The outfit’s self-hosted Git repository was repeatedly hammered into oblivion by what amounted to a polite DDoS from rogue bots pretending to be humans, so it has built a cryptographic doorman named Anubis and shoved the server behind a VPN.
Despite deploying the usual defences — tweaking `robots.txt`, blocking sketchy user agents, and playing firewall roulette — Xe Iaso quickly discovered that AI crawler bots have all the ethics of a toddler in a cookie jar. They lied, they spoofed, and they hid behind residential IP addresses, like digital cockroaches, and didn’t care about being polite web citizens.
The situation got so bad Iaso penned a blog post titled “a desperate cry for help… it’s futile to block AI crawler bots.”

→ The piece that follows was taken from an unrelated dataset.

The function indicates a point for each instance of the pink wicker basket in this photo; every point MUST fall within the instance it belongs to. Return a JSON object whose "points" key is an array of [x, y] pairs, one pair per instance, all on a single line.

But this isn't just Xe Iaso’s hell — it’s a full-blown crisis spreading like malware through the open-source community.
According to a recent LibreNews report, some projects are seeing up to 97 per cent of their traffic coming from AI bots, which would be hilarious if it weren’t slowly grinding public infrastructure into dust.
Bandwidth bills are skyrocketing, performance is plummeting, and maintainers — most of whom are unpaid volunteers — are being drawn into a never-ending game of “which bot just ate my server?”
Fedora Pagure’s sysadmin team gave up trying to reason with the machines and just blocked Brazil entirely, which is a bold diplomatic strategy. GNOME went full bunker mode, adopting Xe Iaso’s Anubis system that forces users to burn CPU cycles before accessing content.
It’s great at keeping the bots out but less significant if you're a human trying to open a GitLab link on your mobile phone in under two minutes.
Meanwhile, KDE’s infrastructure got temporarily knocked out by Alibaba-originated crawler traffic, raising the question of whether any open-source project is safe from this avalanche of automated idiocy.
Anubis is working, technically. However, it also means that anyone who wants to peek at some code now needs to wait, much like they would when trying to board a Ryanair flight — minus the legroom. If this trend continues, the open web may end up being more closed off than Apple’s walled-garden App Store.